Reconstructing the Phillies’ roster this offseason will be a challenging task for Ruben Amaro Jr. The Phils have $104.5 million already committed to six players in Cliff Lee, Cole Hamels, Ryan Howard, Jimmy Rollins, Jonathan Papelbon and Mike Adams.
That’s nine figures for two starting pitchers, two infielders in their mid-30s, a closer who hasn’t been getting many opportunities to close and a setup man who admitted his velocity may never return after right shoulder surgery. Yikes.
The Phillies have never exceeded Major League Baseball’s luxury tax threshold, which for the last couple seasons has served as a reliable barometer for their self-imposed salary cap. The tax threshold has been $176 million, but next year increases to $189 million. First-time offenders must pay 22.5 cents on every dollar they are over the cap, with the penalty becoming more severe for each additional transgression.
A team’s luxury tax number is based on the average annual salaries of its players, plus contract bonuses and player benefits. So even if the limit is $189 million, a team will have to be in the $175-177 million range to be comfortably under the threshold. That leaves the Phils about $70 million more to spend on next year’s team.
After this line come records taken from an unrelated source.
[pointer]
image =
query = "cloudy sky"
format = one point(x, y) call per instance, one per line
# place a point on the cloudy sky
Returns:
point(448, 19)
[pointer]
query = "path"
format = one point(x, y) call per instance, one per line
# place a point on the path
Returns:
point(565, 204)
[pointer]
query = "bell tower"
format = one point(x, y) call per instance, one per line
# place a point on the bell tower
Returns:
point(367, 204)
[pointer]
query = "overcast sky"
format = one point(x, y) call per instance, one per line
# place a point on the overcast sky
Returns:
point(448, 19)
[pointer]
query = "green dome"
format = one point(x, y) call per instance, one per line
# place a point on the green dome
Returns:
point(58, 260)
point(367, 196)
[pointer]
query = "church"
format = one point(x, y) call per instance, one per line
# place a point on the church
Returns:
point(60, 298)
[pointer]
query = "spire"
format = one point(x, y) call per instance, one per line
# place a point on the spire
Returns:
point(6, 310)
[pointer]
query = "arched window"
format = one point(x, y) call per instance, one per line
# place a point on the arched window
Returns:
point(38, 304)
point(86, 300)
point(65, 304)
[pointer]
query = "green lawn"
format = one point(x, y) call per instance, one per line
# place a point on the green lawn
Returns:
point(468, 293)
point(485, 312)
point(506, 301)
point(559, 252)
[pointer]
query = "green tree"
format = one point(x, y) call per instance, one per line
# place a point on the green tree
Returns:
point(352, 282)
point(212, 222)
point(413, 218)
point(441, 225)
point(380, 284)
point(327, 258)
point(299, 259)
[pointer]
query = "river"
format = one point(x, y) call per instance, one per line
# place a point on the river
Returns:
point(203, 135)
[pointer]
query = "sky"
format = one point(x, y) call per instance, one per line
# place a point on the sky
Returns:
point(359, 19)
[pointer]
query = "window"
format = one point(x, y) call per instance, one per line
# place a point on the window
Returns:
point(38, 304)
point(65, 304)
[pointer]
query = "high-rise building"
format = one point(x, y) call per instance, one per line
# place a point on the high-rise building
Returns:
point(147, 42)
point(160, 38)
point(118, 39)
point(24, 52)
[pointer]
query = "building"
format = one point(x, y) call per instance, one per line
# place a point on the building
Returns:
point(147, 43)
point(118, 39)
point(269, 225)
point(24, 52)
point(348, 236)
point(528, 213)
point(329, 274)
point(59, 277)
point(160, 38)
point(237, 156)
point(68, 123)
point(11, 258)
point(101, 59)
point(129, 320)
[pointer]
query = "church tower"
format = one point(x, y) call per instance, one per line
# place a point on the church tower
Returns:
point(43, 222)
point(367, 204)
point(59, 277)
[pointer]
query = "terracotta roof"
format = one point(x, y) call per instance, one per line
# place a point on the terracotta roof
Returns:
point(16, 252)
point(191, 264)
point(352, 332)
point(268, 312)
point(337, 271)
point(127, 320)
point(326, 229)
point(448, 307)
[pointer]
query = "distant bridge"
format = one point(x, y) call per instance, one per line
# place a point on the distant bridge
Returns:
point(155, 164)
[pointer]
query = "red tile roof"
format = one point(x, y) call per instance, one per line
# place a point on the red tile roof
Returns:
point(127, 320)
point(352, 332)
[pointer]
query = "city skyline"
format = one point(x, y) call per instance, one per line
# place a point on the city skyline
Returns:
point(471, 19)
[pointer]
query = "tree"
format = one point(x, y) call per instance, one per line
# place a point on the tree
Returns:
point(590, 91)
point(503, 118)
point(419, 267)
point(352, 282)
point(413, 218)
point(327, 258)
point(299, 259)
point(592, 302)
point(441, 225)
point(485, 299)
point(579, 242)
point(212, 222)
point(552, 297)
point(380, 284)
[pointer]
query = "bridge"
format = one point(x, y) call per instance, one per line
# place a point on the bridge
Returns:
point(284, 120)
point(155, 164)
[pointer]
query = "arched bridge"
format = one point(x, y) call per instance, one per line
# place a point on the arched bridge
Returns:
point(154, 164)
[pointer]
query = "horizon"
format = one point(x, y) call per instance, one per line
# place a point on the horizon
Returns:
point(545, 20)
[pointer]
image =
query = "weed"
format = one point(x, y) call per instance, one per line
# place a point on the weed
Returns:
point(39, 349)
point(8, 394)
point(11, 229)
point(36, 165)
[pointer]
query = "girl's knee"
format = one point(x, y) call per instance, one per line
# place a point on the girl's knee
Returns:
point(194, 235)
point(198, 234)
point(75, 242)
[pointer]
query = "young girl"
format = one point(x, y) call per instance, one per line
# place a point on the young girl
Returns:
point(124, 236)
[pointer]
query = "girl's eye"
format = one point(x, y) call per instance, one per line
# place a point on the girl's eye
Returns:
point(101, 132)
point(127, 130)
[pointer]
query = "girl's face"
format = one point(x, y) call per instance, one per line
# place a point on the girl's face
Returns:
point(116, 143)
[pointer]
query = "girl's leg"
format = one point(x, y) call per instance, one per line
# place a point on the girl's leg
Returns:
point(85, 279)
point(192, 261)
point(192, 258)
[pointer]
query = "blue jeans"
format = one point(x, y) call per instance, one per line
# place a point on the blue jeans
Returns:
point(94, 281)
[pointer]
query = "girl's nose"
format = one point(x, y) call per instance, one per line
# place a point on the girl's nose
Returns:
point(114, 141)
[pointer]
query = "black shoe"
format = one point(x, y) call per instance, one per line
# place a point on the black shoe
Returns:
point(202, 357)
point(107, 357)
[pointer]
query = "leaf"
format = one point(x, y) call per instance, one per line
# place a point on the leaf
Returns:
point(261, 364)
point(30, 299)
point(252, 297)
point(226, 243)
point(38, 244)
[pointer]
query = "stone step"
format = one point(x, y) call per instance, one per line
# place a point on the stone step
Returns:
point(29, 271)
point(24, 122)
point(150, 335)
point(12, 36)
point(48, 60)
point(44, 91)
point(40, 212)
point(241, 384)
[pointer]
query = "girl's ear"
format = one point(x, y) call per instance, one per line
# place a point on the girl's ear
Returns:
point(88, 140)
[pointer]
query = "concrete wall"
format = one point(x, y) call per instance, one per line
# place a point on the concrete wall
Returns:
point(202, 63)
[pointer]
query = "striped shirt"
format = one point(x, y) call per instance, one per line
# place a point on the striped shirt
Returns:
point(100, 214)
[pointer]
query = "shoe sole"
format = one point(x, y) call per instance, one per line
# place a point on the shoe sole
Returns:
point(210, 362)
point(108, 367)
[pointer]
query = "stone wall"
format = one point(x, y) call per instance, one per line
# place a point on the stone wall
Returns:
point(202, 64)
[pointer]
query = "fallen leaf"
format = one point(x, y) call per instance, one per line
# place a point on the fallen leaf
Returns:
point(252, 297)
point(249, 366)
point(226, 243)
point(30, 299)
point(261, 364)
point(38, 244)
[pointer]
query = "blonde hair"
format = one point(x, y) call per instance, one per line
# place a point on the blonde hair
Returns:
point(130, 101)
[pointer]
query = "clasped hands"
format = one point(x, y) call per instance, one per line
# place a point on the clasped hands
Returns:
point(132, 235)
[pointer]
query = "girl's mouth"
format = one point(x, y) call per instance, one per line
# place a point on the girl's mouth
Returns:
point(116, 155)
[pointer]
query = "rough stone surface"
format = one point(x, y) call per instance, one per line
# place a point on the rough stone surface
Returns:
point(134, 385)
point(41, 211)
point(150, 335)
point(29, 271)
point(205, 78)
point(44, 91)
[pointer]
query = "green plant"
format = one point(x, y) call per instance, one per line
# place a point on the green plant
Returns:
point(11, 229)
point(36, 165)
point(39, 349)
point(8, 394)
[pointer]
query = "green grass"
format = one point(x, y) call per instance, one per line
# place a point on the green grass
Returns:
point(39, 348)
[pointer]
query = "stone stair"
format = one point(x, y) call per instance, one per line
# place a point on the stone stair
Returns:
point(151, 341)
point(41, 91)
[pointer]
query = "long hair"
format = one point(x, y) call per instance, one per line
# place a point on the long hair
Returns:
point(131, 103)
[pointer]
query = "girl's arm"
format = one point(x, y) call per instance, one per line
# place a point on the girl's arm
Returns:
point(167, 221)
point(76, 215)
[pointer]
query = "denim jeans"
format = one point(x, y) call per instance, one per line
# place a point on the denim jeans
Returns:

While they may not spend that full $70 million on a team that may not contend anyway, they’ll also want to maximize their investments on Lee, Hamels and Howard by adding enough talent around them.
Which leads us to the curious case of Kyle Kendrick.
Kendrick made $4.5 million this season in his third year of arbitration. Because he is a "Super Two" player, Kendrick has a fourth year of arbitration. Kendrick, like Hamels, Howard and Hunter Pence before him, gets that final year of arbitration because of the timing of his initial call-up.
The Phillies like to come to agreements early with their arbitration-eligible players to avoid taking things to an arbiter. They did that with Kendrick prior to 2012, when they signed him to a two-year, $7.5 million deal covering his second and third years of arbitration.
The Phillies have three options with Kendrick this winter: Settle on a multi-year extension, go to arbitration and pay him a high one-year salary, or non-tender him like they did Nate Schierholtz this past offseason.
Two months ago, extending Kendrick looked like an easy decision. Through his first 13 starts he had a 3.22 ERA, a .247 opponents’ batting average, and he averaged 6.7 innings per start. But the dropoff since the second week of June has been sharp -- Kendrick’s last 10 starts have resulted in a 6.09 ERA, a .304 opponents’ average and 5.8 innings per start.
The net is a 10-8 record, 4.36 ERA and 1.31 WHIP through 23 starts -- pretty average numbers. Is that worth the $8-10 million an arbiter might award him? Is it worth $6-8 million per year over a three-year contract extension?
A lot of it is dependent on the other parts of the rotation. Lee and Hamels are locked in at the top. Then there’s Kendrick, fellow Super Two John Lannan (who also enters his fourth year of arbitration), the recovering Roy Halladay, and Miguel Alfredo Gonzalez, who may or may not join the Phillies. MLB.com reported Wednesday that talks with the high-priced Cuban free agent had hit a snag. It doesn't mean Gonzalez won't end up with the Phils, but there could be an issue with his medicals.
Kendrick will be 29 at the end of the month. Locking him up to a three-year deal worth $18-21 million would cover the rest of his prime years and give the Phillies, at worst, a No. 4 starter for a reasonable price. It would also decrease their luxury tax bill next year, as a $6-7 million AAV is less than he’d likely be awarded in arbitration.
A lot of this will be determined by how Kendrick pitches the rest of the season and how the Gonzalez situation plays out.
The Phillies have plenty of money already committed and many spots already filled. If Chase Utley is extended, the Phils will have starters locked up at first base, second base, shortstop, left field and center field. There just aren’t a whole lot of areas to spend, especially if Darin Ruf can push his way into a starting outfield job.
The bullpen is the obvious area to upgrade, but the Phils could instead opt for a free agent SP like A.J. Burnett, Matt Garza, Josh Johnson, Jorge De La Rosa, Phil Hughes or Ervin Santana over Kendrick. All of those players have more upside than Kendrick, though most would require more money over more years.
Something to keep an eye on as we watch Kendrick’s final 10 starts.